Take the Slocan History Walk and learn about the Village of Slocan’s colourful past. This walking tour takes explorers past the beginnings of Slocan’s community and the significant developments along the way. It’s about the people who built and re-built the community through resilience and determination. Many of the buildings are now missing, but the sites remain. The walking story of the Village of Slocan is certainly an interesting one!
Download the Slocan History Walk Guidebook
After the Slocan Valley widens at Summit Lake, Nakusp can be found situated on Arrow Lakes. In the early days without roads or railway, Nakusp was only connected by paddle wheelers on the shipping route with Castlegar and Revelstoke. Low water and ice made this route challenging.
With the discovery of silver in Sandon, the Nakusp and Slocan Railway (N&S) was built in 1895. Operated by Canadian Pacific Railway (CPR), it connected Nakusp to New Denver and Sandon. CPR later took over the Kaslo & Sandon (K&S) railway and re-built the line to properly connect Nakusp to Kalso in 1913.

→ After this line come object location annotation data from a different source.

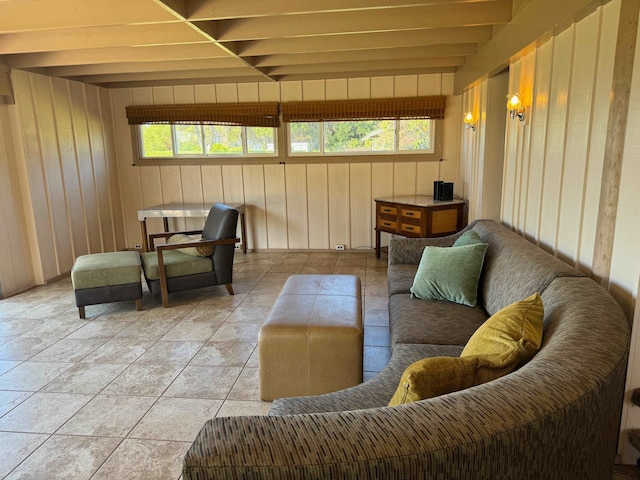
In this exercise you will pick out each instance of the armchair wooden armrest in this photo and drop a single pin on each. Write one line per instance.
(174, 246)
(166, 235)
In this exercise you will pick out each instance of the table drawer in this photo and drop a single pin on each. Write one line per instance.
(411, 229)
(388, 225)
(411, 213)
(387, 210)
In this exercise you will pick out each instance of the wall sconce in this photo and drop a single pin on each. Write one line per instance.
(515, 107)
(469, 121)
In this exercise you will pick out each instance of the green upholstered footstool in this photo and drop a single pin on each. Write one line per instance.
(107, 277)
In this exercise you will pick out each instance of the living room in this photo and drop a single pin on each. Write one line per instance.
(68, 144)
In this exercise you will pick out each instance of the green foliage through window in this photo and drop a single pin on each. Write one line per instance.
(161, 141)
(361, 136)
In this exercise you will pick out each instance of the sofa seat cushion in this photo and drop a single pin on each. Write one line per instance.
(176, 264)
(504, 342)
(400, 278)
(436, 322)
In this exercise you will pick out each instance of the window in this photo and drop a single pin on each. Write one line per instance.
(198, 140)
(361, 137)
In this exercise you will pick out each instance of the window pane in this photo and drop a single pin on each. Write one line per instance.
(188, 139)
(359, 136)
(304, 137)
(261, 140)
(415, 135)
(156, 141)
(223, 139)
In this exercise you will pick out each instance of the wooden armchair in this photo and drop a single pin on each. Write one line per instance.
(168, 269)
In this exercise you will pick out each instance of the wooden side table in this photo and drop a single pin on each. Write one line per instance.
(418, 216)
(171, 210)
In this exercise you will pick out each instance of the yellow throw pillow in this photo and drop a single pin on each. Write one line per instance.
(505, 341)
(514, 334)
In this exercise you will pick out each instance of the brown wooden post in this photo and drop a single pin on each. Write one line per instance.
(616, 131)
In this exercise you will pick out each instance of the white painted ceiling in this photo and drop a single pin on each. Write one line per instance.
(157, 42)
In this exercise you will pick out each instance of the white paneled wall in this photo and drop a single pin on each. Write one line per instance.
(289, 206)
(553, 163)
(69, 177)
(16, 268)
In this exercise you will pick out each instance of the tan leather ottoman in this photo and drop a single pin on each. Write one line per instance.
(312, 341)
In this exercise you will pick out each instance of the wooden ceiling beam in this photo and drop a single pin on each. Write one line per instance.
(407, 18)
(98, 37)
(160, 66)
(367, 55)
(361, 41)
(389, 65)
(228, 9)
(91, 56)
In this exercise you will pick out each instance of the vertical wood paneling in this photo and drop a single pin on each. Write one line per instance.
(338, 181)
(318, 205)
(578, 133)
(297, 210)
(53, 174)
(381, 186)
(99, 162)
(310, 210)
(360, 204)
(404, 178)
(359, 88)
(538, 126)
(254, 185)
(69, 169)
(382, 87)
(130, 192)
(16, 266)
(276, 206)
(556, 128)
(406, 86)
(600, 116)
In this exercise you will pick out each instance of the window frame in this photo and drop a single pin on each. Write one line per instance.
(396, 151)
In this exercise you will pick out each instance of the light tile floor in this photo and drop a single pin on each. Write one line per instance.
(123, 393)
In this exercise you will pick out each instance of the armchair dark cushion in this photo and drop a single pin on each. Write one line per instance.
(167, 270)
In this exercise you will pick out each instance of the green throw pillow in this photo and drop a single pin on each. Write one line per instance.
(470, 237)
(450, 274)
(507, 340)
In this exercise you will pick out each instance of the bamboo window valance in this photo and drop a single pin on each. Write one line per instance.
(369, 109)
(243, 114)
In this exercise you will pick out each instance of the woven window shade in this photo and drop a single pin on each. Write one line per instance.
(373, 109)
(244, 114)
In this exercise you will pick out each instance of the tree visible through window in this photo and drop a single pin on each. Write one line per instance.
(361, 136)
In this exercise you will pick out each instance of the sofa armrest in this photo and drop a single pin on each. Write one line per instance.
(409, 250)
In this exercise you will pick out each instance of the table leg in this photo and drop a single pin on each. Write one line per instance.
(143, 230)
(243, 231)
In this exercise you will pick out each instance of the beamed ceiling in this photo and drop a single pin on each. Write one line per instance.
(116, 43)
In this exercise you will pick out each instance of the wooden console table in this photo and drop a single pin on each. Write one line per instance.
(172, 210)
(418, 216)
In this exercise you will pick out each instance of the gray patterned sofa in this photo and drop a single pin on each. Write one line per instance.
(557, 417)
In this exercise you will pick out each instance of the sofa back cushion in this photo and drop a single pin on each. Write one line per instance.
(514, 267)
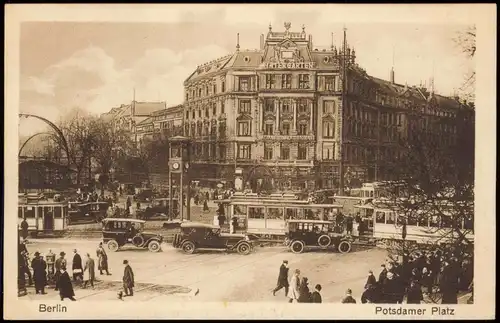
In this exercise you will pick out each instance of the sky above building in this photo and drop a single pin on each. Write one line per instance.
(96, 66)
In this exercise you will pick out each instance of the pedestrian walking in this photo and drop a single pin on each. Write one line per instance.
(128, 279)
(89, 271)
(414, 293)
(24, 228)
(60, 262)
(316, 296)
(371, 280)
(293, 291)
(77, 266)
(348, 299)
(39, 273)
(305, 294)
(64, 285)
(103, 260)
(282, 278)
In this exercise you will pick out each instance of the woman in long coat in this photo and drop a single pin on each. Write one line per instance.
(103, 260)
(89, 271)
(64, 285)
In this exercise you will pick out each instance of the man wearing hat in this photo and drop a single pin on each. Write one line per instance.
(282, 278)
(128, 279)
(77, 266)
(39, 273)
(371, 280)
(348, 299)
(60, 262)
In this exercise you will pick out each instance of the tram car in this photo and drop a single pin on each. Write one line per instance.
(385, 224)
(266, 216)
(43, 217)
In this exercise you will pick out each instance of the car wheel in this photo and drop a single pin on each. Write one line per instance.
(188, 247)
(324, 241)
(244, 248)
(113, 245)
(297, 246)
(344, 247)
(154, 246)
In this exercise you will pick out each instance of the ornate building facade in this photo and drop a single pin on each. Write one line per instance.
(282, 115)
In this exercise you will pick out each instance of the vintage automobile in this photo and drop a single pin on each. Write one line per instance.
(200, 236)
(315, 233)
(87, 212)
(117, 232)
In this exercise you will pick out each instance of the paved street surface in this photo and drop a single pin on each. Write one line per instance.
(218, 276)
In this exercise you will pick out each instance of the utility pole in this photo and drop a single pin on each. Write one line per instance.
(344, 106)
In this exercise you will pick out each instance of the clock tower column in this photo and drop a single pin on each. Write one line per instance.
(178, 166)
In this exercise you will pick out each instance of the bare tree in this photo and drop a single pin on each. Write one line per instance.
(77, 129)
(435, 184)
(466, 42)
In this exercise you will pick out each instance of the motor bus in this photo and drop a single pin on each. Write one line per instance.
(43, 217)
(266, 216)
(387, 224)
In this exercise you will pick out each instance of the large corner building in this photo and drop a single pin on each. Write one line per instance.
(283, 114)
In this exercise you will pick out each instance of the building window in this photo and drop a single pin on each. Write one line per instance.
(302, 106)
(268, 129)
(244, 151)
(270, 81)
(244, 106)
(328, 107)
(269, 105)
(303, 81)
(302, 130)
(302, 152)
(286, 107)
(330, 83)
(222, 152)
(268, 152)
(328, 153)
(285, 129)
(244, 84)
(284, 152)
(244, 128)
(328, 129)
(286, 81)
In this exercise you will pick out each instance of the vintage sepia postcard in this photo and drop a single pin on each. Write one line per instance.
(250, 161)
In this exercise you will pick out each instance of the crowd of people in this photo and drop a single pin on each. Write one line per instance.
(45, 270)
(419, 274)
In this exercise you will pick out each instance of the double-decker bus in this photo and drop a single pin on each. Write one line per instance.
(266, 216)
(425, 227)
(43, 217)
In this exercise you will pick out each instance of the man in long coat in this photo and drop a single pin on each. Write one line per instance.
(103, 259)
(282, 278)
(294, 291)
(39, 273)
(128, 279)
(89, 271)
(64, 285)
(77, 266)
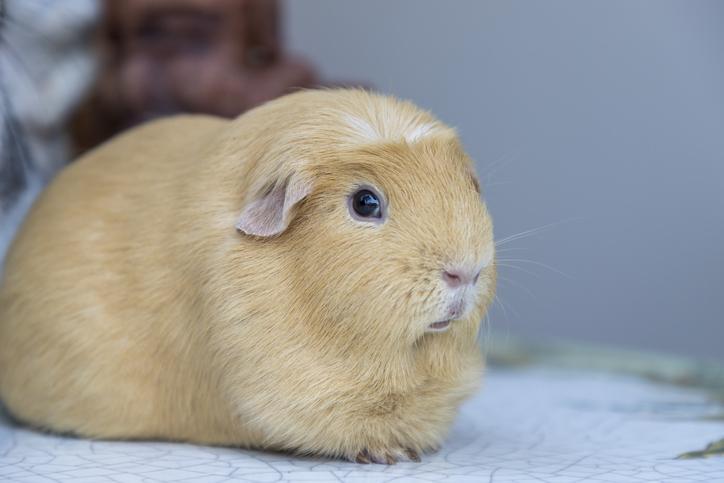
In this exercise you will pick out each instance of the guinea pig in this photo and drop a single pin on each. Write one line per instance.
(309, 277)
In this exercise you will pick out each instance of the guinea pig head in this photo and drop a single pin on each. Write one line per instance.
(385, 241)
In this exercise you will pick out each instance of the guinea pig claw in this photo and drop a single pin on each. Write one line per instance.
(381, 458)
(412, 455)
(363, 457)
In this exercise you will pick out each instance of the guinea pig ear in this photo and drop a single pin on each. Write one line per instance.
(271, 213)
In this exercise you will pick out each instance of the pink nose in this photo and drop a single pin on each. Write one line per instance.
(456, 277)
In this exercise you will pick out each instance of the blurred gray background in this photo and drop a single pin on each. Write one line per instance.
(603, 121)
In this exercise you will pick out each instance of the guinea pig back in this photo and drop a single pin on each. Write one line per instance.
(310, 277)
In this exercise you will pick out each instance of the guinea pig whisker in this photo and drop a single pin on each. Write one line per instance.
(531, 232)
(515, 284)
(539, 264)
(521, 269)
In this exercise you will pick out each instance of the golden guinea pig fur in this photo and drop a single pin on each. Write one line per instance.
(309, 277)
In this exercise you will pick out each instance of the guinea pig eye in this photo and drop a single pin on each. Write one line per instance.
(366, 203)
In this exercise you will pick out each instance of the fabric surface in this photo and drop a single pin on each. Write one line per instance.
(529, 424)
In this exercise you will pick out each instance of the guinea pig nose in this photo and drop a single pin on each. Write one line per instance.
(456, 277)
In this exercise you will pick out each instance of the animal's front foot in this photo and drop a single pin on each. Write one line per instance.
(386, 457)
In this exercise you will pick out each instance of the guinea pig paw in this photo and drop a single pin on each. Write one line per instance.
(386, 457)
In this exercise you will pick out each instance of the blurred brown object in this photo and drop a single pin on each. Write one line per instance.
(160, 57)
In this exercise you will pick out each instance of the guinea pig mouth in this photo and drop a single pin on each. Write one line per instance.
(440, 326)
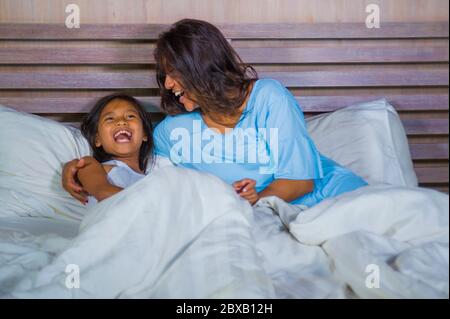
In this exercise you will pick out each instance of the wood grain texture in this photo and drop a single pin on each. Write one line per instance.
(391, 30)
(60, 73)
(307, 79)
(71, 56)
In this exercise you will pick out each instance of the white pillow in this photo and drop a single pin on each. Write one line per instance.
(33, 151)
(367, 138)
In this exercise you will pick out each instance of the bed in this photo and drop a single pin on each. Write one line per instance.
(387, 240)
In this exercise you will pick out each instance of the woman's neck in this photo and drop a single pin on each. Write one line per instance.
(221, 122)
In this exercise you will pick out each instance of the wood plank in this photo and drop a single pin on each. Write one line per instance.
(67, 104)
(74, 56)
(304, 79)
(343, 55)
(432, 151)
(438, 102)
(426, 126)
(232, 31)
(432, 175)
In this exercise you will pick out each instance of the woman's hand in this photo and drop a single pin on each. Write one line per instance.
(246, 189)
(70, 180)
(94, 179)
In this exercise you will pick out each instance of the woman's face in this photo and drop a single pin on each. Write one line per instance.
(120, 131)
(177, 89)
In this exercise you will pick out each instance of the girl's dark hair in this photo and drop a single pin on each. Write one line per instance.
(196, 53)
(89, 128)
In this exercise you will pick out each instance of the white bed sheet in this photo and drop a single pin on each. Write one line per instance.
(321, 252)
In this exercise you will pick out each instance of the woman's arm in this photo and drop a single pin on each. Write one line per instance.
(93, 178)
(288, 189)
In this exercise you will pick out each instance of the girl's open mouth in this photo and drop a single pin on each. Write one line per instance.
(122, 136)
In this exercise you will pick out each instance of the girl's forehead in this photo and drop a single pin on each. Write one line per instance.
(119, 105)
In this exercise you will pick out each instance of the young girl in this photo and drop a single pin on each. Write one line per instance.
(120, 134)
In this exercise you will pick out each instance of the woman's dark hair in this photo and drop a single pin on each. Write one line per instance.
(196, 53)
(89, 128)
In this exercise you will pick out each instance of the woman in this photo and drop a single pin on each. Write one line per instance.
(224, 121)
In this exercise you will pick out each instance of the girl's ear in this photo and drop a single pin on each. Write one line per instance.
(97, 141)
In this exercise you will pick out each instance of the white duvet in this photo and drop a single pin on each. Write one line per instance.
(182, 234)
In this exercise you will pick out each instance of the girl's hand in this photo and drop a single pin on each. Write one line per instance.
(246, 189)
(70, 181)
(91, 174)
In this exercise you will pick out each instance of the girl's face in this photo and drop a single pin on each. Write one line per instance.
(177, 89)
(120, 131)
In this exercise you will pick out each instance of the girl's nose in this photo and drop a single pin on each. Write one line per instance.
(121, 122)
(169, 82)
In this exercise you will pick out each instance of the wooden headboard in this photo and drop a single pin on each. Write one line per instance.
(59, 72)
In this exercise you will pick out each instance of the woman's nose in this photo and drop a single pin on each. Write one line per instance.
(169, 82)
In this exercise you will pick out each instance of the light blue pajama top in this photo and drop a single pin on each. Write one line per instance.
(121, 175)
(269, 142)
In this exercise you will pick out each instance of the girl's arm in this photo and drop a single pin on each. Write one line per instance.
(93, 178)
(288, 189)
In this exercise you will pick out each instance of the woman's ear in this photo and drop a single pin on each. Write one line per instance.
(97, 141)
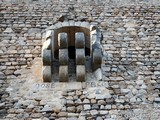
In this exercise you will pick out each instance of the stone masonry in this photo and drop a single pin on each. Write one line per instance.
(130, 85)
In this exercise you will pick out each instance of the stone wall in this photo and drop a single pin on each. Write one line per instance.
(131, 59)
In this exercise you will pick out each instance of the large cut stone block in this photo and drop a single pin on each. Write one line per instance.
(80, 40)
(80, 56)
(46, 55)
(47, 74)
(62, 40)
(80, 73)
(63, 73)
(63, 56)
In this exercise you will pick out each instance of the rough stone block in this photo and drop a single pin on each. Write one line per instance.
(63, 73)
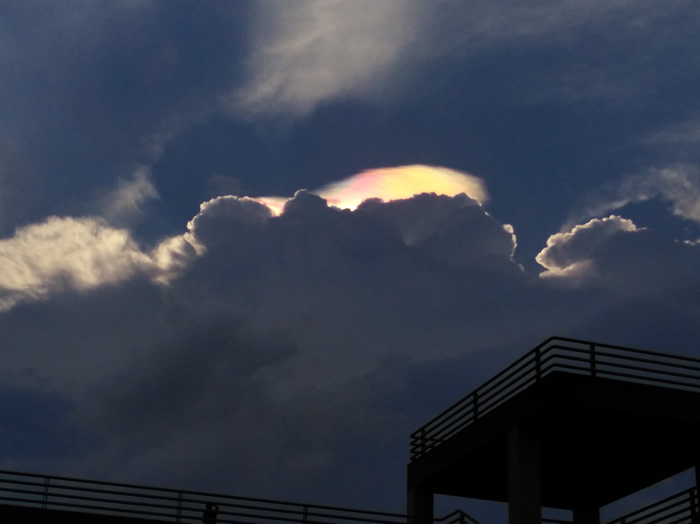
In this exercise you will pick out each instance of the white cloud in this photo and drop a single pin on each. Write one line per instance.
(613, 255)
(678, 186)
(125, 203)
(569, 256)
(311, 51)
(80, 254)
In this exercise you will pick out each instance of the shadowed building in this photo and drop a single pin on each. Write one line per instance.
(573, 425)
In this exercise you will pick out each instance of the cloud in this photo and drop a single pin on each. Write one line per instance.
(124, 205)
(394, 183)
(613, 254)
(77, 254)
(570, 255)
(677, 186)
(286, 347)
(309, 52)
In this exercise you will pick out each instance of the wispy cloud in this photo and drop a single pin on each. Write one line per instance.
(308, 52)
(125, 203)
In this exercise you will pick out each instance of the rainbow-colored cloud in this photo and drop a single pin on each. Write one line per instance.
(393, 183)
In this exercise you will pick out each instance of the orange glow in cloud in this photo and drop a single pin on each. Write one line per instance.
(393, 183)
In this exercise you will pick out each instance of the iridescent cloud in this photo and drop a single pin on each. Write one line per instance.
(393, 183)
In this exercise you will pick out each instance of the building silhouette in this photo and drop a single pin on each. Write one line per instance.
(572, 424)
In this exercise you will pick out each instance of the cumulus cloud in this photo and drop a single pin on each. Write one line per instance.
(613, 254)
(287, 346)
(64, 253)
(570, 254)
(677, 186)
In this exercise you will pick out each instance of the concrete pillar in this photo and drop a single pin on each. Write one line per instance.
(588, 515)
(524, 477)
(419, 505)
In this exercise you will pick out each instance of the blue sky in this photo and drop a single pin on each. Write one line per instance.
(178, 333)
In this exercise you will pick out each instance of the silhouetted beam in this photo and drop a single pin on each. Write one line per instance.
(25, 515)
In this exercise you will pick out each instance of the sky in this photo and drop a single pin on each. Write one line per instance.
(249, 246)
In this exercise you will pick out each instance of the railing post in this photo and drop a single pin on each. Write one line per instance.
(45, 497)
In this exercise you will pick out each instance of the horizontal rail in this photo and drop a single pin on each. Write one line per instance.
(679, 508)
(558, 354)
(171, 505)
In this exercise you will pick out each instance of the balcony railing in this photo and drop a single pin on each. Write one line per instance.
(144, 502)
(681, 508)
(561, 355)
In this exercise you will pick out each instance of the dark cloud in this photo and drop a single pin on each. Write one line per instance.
(290, 356)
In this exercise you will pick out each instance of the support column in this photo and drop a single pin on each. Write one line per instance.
(586, 516)
(419, 505)
(524, 477)
(695, 500)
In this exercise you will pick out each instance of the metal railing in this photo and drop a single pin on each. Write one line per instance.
(171, 505)
(681, 508)
(562, 355)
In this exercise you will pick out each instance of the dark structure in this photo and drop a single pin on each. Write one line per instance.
(572, 424)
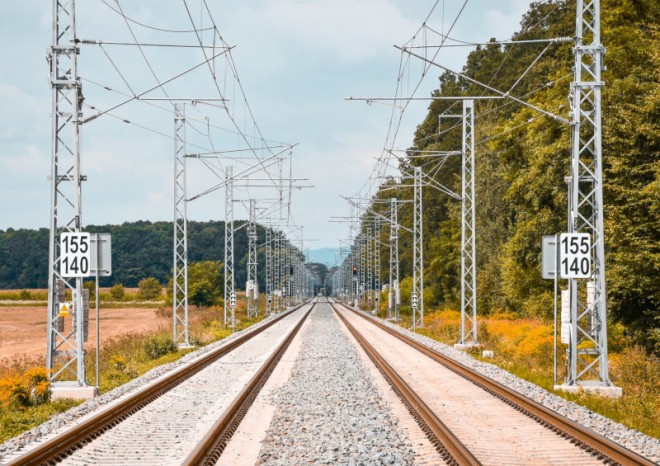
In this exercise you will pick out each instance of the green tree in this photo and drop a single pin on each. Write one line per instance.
(149, 289)
(205, 284)
(117, 292)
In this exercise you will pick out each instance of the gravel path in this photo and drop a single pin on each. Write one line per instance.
(330, 411)
(64, 421)
(646, 446)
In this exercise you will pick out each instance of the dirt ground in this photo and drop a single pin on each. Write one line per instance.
(23, 329)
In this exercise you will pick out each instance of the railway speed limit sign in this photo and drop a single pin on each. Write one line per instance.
(75, 255)
(574, 255)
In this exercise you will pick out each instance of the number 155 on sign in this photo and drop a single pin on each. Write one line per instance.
(74, 255)
(574, 255)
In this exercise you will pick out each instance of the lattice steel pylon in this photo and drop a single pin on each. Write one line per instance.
(251, 288)
(468, 250)
(180, 266)
(418, 253)
(376, 264)
(587, 352)
(230, 293)
(369, 261)
(269, 271)
(277, 269)
(65, 355)
(394, 296)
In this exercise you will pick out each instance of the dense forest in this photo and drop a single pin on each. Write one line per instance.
(139, 250)
(523, 157)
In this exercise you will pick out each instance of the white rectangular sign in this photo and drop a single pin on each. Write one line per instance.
(75, 251)
(101, 252)
(574, 255)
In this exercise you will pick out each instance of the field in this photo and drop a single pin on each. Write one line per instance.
(23, 328)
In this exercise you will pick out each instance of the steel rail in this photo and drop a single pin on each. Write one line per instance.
(208, 451)
(587, 439)
(61, 446)
(443, 439)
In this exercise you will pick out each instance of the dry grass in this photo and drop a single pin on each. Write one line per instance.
(525, 348)
(122, 359)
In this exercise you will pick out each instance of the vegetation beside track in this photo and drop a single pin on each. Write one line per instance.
(25, 393)
(524, 348)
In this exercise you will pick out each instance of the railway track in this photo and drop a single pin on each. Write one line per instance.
(63, 447)
(446, 438)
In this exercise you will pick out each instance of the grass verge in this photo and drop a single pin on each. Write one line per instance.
(122, 359)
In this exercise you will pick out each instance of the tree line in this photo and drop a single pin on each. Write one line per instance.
(521, 162)
(140, 250)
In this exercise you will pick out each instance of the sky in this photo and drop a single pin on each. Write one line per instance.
(297, 61)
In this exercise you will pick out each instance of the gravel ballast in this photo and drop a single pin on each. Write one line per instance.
(634, 440)
(330, 411)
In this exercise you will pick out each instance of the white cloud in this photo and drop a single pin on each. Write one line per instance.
(347, 30)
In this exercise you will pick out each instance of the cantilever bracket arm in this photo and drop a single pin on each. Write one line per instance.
(377, 214)
(505, 95)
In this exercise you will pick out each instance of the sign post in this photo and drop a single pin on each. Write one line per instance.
(574, 255)
(565, 256)
(101, 265)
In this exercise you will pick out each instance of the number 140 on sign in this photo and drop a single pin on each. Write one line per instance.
(574, 255)
(75, 255)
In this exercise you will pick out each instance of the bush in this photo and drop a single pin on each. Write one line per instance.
(30, 388)
(117, 292)
(149, 289)
(157, 346)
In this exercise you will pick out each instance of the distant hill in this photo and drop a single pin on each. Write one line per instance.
(327, 256)
(139, 250)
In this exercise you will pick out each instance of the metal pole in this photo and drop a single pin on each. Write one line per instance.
(251, 286)
(98, 315)
(418, 257)
(180, 268)
(65, 352)
(468, 250)
(229, 248)
(588, 352)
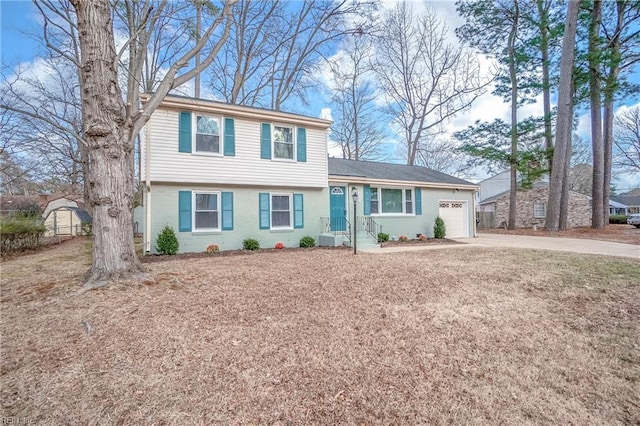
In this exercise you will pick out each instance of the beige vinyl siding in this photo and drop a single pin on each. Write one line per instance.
(245, 168)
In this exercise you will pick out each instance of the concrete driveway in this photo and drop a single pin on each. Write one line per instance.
(576, 245)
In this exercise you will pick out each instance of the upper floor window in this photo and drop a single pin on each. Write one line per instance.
(283, 144)
(207, 134)
(391, 201)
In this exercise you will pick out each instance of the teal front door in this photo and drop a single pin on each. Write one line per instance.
(338, 209)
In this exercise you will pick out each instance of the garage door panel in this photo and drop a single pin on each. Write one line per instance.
(454, 214)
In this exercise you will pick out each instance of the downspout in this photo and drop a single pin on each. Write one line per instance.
(475, 215)
(147, 192)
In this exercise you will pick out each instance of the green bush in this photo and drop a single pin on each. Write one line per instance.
(439, 229)
(87, 228)
(250, 244)
(307, 242)
(20, 233)
(167, 242)
(618, 219)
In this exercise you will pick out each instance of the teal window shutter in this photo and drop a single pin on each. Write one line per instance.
(265, 212)
(184, 132)
(366, 204)
(229, 137)
(302, 144)
(265, 141)
(184, 211)
(418, 198)
(227, 211)
(298, 211)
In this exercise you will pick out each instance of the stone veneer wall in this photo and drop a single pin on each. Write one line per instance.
(579, 209)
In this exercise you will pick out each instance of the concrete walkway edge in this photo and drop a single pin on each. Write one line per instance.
(575, 245)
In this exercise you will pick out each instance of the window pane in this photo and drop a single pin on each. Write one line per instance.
(409, 207)
(280, 202)
(207, 125)
(283, 150)
(280, 219)
(391, 200)
(374, 194)
(207, 143)
(206, 220)
(283, 134)
(206, 201)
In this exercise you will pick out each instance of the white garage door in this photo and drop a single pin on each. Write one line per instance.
(454, 214)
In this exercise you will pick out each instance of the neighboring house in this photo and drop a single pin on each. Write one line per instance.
(399, 199)
(630, 204)
(219, 173)
(66, 220)
(54, 203)
(531, 207)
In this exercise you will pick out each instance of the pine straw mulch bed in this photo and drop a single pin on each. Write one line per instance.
(460, 336)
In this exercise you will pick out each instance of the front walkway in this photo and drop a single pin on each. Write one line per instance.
(575, 245)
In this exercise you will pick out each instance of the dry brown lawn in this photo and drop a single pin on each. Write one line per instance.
(627, 234)
(462, 336)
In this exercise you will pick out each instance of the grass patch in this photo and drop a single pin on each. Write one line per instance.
(465, 335)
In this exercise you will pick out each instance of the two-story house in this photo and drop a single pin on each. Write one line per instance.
(220, 173)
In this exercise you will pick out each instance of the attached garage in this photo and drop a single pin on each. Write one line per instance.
(454, 214)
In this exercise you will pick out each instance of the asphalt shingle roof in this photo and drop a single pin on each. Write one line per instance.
(390, 171)
(627, 200)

Two steamship services operated during this time. One located on Arrow Lakes at Nakusp, connected Nakusp to the CPR mainline at Revelstoke. The second on Slocan Lake at Rosebery, connected with the CPR’s Columbia and Kootenay (C&K) Railway at Slocan City. The N&S railway also served as a connection between the CPR’s C&K railway connecting to Nelson, the smelter at Trail and other points.
Arrow Slocan’s history has left clues to its past on the landscape. Discover more through a visit to some of the region’s museums and historical locations.
Sandon Historical Site & Museum
The Sandon townsite is never closed and outdoor exhibits may be viewed at any time. From late spring to early fall the Silversmith Power & Light Generating Station, Prospector’s Pick Cafe cafe/gift shop/visitor centre and City Hall are open for inside visitors. The Sandon Museum is at the end of Slocan Star Street and before the Idaho Peak Road service road.